Parallel query feels like it should be simple. One worker is slow, so use four. Four are slow, so use eight. I believed that for exactly one week, which is how long it took the monthly reporting load to fall over after I bumped the worker count across the board.
Real systems are less polite than the intuition. Workers need coordination, memory, CPU, and enough useful work to be worth launching. Get any of that wrong and you've added overhead, not speed.
Where parallelism actually pays
The wins are real when the work per row is heavy, the row count is large, and there are idle cores to use. A big sequential scan, a large hash join, a heavy aggregation over millions of rows on an otherwise quiet box — that's the sweet spot, and there parallel query is genuinely transformative.
I confirm it the same way every time: read the plan for a Gather node and compare workers planned against workers launched.

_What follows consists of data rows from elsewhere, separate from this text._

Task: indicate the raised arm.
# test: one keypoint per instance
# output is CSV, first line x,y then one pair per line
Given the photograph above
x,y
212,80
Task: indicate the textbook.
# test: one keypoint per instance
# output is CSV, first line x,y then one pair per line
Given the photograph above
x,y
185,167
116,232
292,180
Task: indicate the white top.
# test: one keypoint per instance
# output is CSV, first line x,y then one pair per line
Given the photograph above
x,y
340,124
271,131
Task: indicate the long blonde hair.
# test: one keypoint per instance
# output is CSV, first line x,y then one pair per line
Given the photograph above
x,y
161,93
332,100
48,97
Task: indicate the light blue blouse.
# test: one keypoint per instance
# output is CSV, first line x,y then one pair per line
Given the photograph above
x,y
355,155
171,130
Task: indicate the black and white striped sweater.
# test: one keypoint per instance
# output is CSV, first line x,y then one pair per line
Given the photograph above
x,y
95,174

EXPLAIN (ANALYZE, BUFFERS)
SELECT category_id, count(*)
FROM events
WHERE created_at >= now() - interval '30 days'
GROUP BY category_id;
-- Watch "Workers Planned" vs "Workers Launched" under the Gather
Where it quietly loses
My mistake was a global setting. On a busy box, every medium query started recruiting workers, stealing CPU from each other and from the OLTP traffic that actually mattered. Small queries paid coordination overhead for nothing, and concurrent reports fought over the same cores and the same disk.

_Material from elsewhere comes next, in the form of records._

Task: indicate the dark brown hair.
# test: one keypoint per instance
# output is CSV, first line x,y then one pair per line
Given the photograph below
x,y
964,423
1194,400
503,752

Six workers reading one disk don't get six times the bandwidth. They contend, and you can end up slower than a single clean sequential reader.

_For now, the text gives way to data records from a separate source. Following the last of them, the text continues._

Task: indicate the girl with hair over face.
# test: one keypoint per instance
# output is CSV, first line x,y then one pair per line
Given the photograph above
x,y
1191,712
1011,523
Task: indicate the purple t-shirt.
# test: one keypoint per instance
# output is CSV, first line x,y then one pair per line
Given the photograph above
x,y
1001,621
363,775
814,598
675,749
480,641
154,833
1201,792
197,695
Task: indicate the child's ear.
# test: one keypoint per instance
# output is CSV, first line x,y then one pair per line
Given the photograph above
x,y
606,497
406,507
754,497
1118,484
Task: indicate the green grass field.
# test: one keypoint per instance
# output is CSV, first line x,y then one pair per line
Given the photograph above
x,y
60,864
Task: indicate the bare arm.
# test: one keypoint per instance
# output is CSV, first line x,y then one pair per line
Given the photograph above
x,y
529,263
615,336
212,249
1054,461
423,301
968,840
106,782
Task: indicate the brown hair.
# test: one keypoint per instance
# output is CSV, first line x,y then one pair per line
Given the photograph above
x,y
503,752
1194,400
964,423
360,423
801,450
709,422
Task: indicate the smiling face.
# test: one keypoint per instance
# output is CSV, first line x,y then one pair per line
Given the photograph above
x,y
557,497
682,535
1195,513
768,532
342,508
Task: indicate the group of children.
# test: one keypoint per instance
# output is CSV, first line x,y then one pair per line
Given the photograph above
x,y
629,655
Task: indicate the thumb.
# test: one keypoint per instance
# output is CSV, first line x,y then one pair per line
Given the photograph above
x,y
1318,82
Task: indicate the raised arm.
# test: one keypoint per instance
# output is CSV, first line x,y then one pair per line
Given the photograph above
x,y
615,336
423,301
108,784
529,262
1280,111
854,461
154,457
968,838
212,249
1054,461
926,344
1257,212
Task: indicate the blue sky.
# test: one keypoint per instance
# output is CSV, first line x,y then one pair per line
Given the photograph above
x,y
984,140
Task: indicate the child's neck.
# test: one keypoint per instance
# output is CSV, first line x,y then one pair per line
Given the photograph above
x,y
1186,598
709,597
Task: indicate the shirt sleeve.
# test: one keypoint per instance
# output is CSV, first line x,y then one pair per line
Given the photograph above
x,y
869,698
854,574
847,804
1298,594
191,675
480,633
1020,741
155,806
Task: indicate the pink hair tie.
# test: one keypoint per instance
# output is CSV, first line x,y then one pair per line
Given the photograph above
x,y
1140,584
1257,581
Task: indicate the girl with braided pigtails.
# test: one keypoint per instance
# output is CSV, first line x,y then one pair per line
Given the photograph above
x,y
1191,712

Tune per workload, not globally
The fix that stuck was setting parallelism per role. The OLTP application stays conservative or single-threaded; the analytics role gets generous limits because it runs when the box is quiet. One global number can't serve both, and trying to make it do so is how I broke things in the first place.
ALTER ROLE app_user SET max_parallel_workers_per_gather = 0;
ALTER ROLE analytics SET max_parallel_workers_per_gather = 6;
What I keep coming back to
None of this is clever. Name the failure mode, capture the before number, change one thing, and compare the same signal afterward. The boring version of database work is the version that actually holds up at 2 AM.